SONUÇ : Yukarıda (1) numaralı bentte açıklanan nedenlerle davalı vekilinin temyiz itirazının kabulüyle hükmün davalı yararına BOZULMASINA, (2) numaralı bentte açıklanan nedenlerle davalı vekilinin sair temyiz itirazlarının şimdilik incelenmesine yer olmadığına, takdir olunan 2.037,00 TL duruşma vekalet ücretinin davacıdan alınarak davalıya verilmesine, ödediği peşin temyiz harcının isteği halinde temyiz edene iadesine, 08.10.2019 tarihinde oyçokluğuyla karar verildi.

KARŞIOY

Usul hukukumuzda ara kararları, yargılamaya son vermeyen, tersine ilerletmeye yarayan nitelikteki kararlar olarak tanımlanmıştır.
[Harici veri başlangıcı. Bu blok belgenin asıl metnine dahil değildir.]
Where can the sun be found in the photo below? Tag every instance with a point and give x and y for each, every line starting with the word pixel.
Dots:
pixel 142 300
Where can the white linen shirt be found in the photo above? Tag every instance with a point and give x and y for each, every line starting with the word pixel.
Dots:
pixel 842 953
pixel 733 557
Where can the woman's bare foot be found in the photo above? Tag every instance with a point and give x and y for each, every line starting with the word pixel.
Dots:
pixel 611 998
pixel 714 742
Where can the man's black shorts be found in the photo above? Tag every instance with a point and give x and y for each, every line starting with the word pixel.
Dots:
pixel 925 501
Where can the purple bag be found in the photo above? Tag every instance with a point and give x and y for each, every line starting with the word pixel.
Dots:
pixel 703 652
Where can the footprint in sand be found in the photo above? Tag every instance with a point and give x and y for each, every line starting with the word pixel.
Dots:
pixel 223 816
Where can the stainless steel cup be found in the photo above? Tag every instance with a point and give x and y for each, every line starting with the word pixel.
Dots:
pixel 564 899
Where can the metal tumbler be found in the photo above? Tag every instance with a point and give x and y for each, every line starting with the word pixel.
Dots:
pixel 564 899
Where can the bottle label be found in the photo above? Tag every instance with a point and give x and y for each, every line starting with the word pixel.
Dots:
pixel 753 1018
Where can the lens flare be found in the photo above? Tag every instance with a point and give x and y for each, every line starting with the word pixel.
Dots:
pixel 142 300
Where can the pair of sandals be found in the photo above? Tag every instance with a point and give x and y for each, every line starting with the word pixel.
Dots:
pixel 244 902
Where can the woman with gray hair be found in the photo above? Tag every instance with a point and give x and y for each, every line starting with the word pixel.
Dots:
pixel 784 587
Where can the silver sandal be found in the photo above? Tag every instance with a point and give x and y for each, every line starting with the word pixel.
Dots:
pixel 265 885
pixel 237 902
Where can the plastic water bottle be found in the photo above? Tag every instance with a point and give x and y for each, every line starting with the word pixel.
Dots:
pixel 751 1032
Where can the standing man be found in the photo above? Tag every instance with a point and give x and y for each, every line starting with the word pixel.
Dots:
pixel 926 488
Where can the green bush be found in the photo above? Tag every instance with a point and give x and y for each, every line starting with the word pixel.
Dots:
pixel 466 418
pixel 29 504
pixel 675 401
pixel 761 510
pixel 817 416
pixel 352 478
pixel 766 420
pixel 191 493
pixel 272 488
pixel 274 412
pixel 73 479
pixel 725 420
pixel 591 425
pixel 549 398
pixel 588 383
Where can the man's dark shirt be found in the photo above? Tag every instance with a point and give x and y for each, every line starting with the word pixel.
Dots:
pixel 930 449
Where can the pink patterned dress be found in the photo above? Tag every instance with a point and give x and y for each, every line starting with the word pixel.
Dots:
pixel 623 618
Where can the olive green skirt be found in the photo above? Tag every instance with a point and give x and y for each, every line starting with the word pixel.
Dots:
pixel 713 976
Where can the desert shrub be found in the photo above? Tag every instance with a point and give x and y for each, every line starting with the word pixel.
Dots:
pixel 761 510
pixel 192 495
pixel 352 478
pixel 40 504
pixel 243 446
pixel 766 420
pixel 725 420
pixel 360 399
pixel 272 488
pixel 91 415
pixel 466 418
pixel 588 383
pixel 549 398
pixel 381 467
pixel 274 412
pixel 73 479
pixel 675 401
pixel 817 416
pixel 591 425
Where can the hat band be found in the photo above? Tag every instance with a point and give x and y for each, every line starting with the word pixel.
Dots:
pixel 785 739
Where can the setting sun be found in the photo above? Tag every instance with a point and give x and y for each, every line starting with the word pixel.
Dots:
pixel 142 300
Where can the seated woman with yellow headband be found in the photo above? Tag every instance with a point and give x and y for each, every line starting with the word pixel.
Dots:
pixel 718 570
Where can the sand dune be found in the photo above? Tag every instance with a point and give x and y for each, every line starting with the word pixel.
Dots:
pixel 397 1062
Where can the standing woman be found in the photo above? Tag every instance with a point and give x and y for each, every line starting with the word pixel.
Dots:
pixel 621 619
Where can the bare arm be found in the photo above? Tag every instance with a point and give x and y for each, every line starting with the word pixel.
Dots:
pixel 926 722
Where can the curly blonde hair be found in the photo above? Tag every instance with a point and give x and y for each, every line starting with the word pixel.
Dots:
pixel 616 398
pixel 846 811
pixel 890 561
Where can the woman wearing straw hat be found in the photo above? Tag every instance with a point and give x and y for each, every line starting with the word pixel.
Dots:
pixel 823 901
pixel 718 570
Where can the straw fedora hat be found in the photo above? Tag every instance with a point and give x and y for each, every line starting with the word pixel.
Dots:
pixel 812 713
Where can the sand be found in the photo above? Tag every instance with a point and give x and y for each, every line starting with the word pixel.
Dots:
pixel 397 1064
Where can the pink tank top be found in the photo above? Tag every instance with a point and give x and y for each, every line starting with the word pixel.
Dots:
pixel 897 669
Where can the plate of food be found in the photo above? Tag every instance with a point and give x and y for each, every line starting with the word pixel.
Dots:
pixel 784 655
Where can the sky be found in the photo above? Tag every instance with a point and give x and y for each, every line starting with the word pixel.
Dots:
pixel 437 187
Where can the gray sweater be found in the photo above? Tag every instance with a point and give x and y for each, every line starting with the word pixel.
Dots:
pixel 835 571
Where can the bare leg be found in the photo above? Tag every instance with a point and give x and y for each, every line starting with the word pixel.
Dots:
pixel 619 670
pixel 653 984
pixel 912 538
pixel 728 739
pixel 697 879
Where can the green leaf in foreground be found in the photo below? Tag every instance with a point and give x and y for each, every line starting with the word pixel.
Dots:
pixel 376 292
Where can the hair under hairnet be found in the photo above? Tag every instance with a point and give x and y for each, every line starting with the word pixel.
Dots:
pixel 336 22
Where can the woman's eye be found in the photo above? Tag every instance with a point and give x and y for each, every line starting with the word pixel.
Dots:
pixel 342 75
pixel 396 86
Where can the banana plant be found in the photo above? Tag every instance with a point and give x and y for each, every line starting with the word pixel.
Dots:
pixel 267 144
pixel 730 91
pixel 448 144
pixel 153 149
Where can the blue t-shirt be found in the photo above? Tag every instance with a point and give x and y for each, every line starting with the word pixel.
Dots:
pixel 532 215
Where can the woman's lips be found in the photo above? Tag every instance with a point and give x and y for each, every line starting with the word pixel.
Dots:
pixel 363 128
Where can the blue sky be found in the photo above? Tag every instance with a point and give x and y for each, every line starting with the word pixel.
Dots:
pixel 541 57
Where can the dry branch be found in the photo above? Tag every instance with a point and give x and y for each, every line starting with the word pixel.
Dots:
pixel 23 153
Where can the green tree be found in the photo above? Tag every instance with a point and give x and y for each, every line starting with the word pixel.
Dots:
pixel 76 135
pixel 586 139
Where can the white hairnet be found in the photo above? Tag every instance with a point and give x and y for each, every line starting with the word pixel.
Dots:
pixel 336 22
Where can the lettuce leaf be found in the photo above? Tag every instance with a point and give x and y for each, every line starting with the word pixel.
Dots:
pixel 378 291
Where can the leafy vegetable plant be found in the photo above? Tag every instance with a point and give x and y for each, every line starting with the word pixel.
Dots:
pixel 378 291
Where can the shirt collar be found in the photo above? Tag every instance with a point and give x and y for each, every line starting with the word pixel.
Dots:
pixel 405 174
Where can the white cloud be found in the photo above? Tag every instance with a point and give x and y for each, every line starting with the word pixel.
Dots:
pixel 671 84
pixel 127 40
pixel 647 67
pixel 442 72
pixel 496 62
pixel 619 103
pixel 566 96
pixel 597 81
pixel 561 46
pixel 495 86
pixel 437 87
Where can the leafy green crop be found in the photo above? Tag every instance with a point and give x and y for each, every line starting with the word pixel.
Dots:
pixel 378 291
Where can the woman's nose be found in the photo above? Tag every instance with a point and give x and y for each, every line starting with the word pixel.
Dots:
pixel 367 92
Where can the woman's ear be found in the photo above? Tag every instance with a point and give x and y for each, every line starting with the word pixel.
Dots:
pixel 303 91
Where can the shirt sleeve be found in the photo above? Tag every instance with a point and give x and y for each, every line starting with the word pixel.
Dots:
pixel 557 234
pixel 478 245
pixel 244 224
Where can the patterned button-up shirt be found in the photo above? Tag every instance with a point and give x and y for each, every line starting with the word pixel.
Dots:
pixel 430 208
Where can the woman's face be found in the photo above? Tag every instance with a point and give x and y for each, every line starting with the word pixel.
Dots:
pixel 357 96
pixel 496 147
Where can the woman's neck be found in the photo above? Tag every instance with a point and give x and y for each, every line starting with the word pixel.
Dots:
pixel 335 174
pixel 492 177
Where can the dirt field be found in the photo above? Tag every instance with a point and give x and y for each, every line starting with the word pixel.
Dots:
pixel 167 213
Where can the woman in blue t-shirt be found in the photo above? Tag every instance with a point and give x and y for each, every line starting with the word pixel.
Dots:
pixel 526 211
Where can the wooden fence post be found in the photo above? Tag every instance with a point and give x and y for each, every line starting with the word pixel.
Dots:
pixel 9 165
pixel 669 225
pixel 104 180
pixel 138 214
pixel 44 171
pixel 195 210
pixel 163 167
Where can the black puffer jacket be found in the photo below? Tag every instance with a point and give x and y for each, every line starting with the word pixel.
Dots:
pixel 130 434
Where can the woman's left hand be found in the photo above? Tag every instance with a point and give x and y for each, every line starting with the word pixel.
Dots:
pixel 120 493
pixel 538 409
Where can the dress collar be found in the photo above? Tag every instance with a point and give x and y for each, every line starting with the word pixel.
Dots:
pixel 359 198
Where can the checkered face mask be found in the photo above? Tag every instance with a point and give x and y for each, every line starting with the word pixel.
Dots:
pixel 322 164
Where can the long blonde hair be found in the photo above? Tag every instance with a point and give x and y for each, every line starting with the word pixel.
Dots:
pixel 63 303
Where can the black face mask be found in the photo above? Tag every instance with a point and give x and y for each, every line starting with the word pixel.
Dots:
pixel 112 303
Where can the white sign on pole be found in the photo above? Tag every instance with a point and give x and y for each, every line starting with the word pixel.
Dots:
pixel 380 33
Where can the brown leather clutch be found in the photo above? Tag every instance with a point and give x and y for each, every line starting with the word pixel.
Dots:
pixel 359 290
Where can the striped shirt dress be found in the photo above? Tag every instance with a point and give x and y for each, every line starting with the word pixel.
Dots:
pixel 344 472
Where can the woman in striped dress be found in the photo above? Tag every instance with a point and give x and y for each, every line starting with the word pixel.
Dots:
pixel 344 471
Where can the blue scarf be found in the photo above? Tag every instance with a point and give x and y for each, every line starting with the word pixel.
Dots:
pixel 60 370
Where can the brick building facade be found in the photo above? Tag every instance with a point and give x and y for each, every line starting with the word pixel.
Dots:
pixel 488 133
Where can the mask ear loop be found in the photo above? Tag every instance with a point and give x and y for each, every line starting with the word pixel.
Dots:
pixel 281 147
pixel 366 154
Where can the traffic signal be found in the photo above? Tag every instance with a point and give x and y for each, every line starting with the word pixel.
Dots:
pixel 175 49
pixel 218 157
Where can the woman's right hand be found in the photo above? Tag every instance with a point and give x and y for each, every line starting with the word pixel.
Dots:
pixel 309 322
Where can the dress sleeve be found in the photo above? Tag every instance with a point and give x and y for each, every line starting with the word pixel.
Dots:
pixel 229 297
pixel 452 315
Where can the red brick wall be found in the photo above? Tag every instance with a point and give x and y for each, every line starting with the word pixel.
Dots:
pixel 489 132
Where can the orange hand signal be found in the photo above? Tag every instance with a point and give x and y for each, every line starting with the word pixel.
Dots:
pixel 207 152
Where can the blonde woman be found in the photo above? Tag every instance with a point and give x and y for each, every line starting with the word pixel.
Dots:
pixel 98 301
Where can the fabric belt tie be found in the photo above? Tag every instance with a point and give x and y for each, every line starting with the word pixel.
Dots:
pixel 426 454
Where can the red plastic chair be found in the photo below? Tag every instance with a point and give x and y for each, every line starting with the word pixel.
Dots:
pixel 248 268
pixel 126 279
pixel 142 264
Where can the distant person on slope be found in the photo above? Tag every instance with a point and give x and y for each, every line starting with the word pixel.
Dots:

Bütün bu kararların ortak niteliği, hakimin ara kararı ile davadan elini çekmeyip davaya devam etmesidir. Kural olarak, mahkeme, verdiği ara kararından, gerek tarafların başvurusu ve gerekse de re'sen hareket etmek suretiyle, dava nihai hükümle sonuçlanmadan önce dönebilir. Çünkü kural olarak ara kararları ile taraflardan biri yararına usulen kazanılmış hak doğmuş olmaz. Bunun istisnası ise, ara kararı ile bir taraf yararına usuli kazanılmış hak doğmuş olmasıdır. Bu nitelikteki ara kararlarından dönülemez.

Bu açıklamalardan sonra, dava dosyası incelendiğinde, yargılamanın atılı olduğu 3.6.2015 tarihli celse için davacı vekilince dilekçeyle mazeret bildiriminde bulunulduğu, dilekçede mesleki mazeret olarak takdim edilen mahkeme isimlerinin ve esas numaralarının belirtilmiş olduğu, buna karşın mahkemece aynı oturumda verilen bir numaralı ara kararı ile söz konusu mazeretin belgelendirilmediğinden bahisle reddedildiği, iki numaralı ara kararı ile de taraflarca takip edilmeyen dosyanın işlemden kaldırıldığı, daha sonra davacı yanın başvurusu ve mazeretini belgelendirmesi üzerine gerek mazeretin reddine ilişkin ara kararından ve gerekse de işlemden kaldırma kararından rücu ederek yargılamaya devamla esas bakımından hüküm kurulduğu görülmektedir.

Bu durumda, temyiz incelemesinde, yöntemsel olarak, öncelikle, mazeretin reddine ilişkin ara kararından dönülüp dönülemeyeceğinin belirlenmesi gerekecektir. Çünkü, dosyanın işlemden kaldırılması ve buna ilişkin olarak kurulan ara karar, doğrudan mazeretin reddine ilişkin ara kararına ve davalı yanın davayı takip etmeyeceklerine ilişkin beyanına bağlıdır. Bu açıdan, mazeretin reddi ile karşı tarafça doğrudan bir usuli kazanım elde edilmiş olduğundan söz edilemez. Bir başka açıdan bakıldığında, mahkemece mazeretin yerinde görülmesi halinde, dosyanın işlemden kaldırılması gibi bir ara kararının kurulması söz konusu olamayacağı için mazeretin reddine ilişkin ara kararın, tek başına, davalı yararına usuli kazanılmış hak olarak değerlendirilmesi mümkün değildir. Şu halde, o tarih itibariyle henüz nihai hüküm de verilmemiş bulunmasına göre, mazeretin reddine ilişkin ara karardan dönülebilmesi mümkün olup savunma hakkının tesisi bakımından, mahkemece, öncelikle bu ara karardan rücu edilerek yargılamaya devam olunmasında usule aykırı bir durum bulunmadığı kanısındayım.

Daire çoğunluğunca, işin müzakeresinde, bu yöntemin benimsenmemesi yerinde olmamış, bozma kararına da yansıdığı üzere, ara kararından dönülmesinin haklı nedenlere dayalı olup olmadığının tartışılmasına da engel teşkil etmiştir.

Tüm bu nedenlerle, Daire çoğunluğunun yerinde olmayan inceleme yöntemine dayalı olarak oluşturduğu bozma düşüncesine katılamıyorum.